The unprecedented scale of forced displacement makes it a global crisis and an urgent policy concern. More than 100 million refugees, asylum seekers, and internally displaced persons (IDPs) are forcibly on the move because of persecution, war, and other related factors. As forced displacement has increasingly become complex and protracted, it is no longer a humanitarian issue alone; it is also a development challenge. Failure to resolve this crisis will not only pose serious risks to the millions of lives at stake, but will also inevitably challenge global stability, economic growth, and U.S. foreign policy objectives.
Tackling the complex challenges of forced displacement requires a holistic approach involving the government, development, humanitarian and private sectors. RAFDI will tackle the unexamined assumptions of forced displacement from the human development perspective, putting the agency and potential of the displaced people at the center of analysis. We will bring narratives informed by the lived experiences of those affected the most.
RAFDI will convene thought leaders and experts for constructive dialogue; provide filtered research and analysis; publish and disseminate reports; and provide policy briefings. Elements we will explore include:
Global Trends and Response: As the situation in Ukraine shows, forced displacement is a growing global problem that is not confined to a particular region. Is the current multinational response sufficient to meet the growing need? What can nations do to address the causes of forced displacement in the first place?
Protracted Displacements: Of the more than 26 million refugees worldwide, about 16 million people, including 1 million children born between 2018 and 2020, are living in protracted refugee situations. Syrian refugees in Jordan or South Sudanese in Kenya are not returning home soon. How do we address the long-term needs of children, women, youth, and the elderly trapped in limbo in host countries?

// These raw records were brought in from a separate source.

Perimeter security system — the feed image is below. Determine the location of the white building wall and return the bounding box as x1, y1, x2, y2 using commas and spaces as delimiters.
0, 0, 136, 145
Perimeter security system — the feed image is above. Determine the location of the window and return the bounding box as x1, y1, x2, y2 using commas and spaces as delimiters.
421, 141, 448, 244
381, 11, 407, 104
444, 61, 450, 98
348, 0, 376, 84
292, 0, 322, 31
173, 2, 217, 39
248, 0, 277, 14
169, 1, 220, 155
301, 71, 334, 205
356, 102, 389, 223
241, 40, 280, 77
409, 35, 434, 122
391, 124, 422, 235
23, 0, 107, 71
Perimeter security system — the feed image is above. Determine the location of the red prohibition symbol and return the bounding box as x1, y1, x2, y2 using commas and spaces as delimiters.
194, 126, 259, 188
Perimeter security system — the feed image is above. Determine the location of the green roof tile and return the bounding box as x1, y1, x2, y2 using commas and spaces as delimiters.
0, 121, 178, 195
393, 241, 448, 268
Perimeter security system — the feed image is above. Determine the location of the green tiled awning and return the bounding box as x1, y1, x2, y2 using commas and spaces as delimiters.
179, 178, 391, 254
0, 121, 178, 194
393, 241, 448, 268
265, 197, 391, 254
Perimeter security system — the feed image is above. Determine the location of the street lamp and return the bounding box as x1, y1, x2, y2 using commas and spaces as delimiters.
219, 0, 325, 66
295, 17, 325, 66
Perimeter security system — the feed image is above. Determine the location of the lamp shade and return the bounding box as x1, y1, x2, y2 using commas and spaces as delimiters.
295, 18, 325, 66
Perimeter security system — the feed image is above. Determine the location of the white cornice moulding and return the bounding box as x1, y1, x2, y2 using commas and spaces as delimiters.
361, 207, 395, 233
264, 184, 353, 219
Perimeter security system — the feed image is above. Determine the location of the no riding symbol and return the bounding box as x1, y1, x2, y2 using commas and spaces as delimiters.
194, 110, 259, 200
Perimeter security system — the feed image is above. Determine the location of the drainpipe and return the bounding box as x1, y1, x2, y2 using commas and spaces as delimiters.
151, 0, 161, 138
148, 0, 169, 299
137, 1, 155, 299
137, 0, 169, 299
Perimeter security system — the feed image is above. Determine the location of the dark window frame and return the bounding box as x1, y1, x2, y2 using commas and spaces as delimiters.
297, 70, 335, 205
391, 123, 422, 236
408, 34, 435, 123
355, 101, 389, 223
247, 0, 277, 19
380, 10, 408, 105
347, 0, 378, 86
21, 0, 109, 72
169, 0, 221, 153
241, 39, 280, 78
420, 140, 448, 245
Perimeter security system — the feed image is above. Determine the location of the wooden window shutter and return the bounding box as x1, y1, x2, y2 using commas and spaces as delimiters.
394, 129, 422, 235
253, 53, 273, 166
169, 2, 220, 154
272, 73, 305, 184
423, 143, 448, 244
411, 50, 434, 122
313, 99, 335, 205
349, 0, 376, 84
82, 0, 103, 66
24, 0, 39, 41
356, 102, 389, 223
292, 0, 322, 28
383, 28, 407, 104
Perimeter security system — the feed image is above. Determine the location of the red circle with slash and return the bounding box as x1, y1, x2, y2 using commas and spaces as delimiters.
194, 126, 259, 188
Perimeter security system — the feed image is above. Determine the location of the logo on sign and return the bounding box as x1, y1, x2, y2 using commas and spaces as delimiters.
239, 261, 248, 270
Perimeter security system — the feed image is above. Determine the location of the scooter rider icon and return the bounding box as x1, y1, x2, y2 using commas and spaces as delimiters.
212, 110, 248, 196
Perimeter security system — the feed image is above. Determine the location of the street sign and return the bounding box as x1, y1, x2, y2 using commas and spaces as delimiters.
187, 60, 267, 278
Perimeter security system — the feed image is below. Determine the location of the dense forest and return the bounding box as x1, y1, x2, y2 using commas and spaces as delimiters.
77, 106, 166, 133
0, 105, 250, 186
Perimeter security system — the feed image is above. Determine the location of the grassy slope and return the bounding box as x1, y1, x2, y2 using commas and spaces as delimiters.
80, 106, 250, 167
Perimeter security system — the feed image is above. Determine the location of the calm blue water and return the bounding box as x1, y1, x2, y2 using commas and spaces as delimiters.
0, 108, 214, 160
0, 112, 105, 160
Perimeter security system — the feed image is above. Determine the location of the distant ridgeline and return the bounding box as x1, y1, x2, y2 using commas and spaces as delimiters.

Refugee Resilience: RAFDI will serve as an incubator for policies and strategies that reinforce refugee resilience and create a pathway to a brighter future. A well-informed audience will view the displaced people differently, and shape their narratives as resilient people that can be part of the solutions if they are empowered and given the opportunity to fully integrate into the host society. What are the most sustainable ways to empower refugees to better their lives and increase their impact and self-reliance?
Policy Gaps and Framework: Given the multi-generational reality of forced displacement, the current approach of holding refugees in temporary camps, walled off from the host population, is no longer viable. Is a need for more coherent framework that includes revisiting some of the basic assumptions and terminologies enshrined both in U.S. law and in the United Nations lexicon? Where are the policy gaps?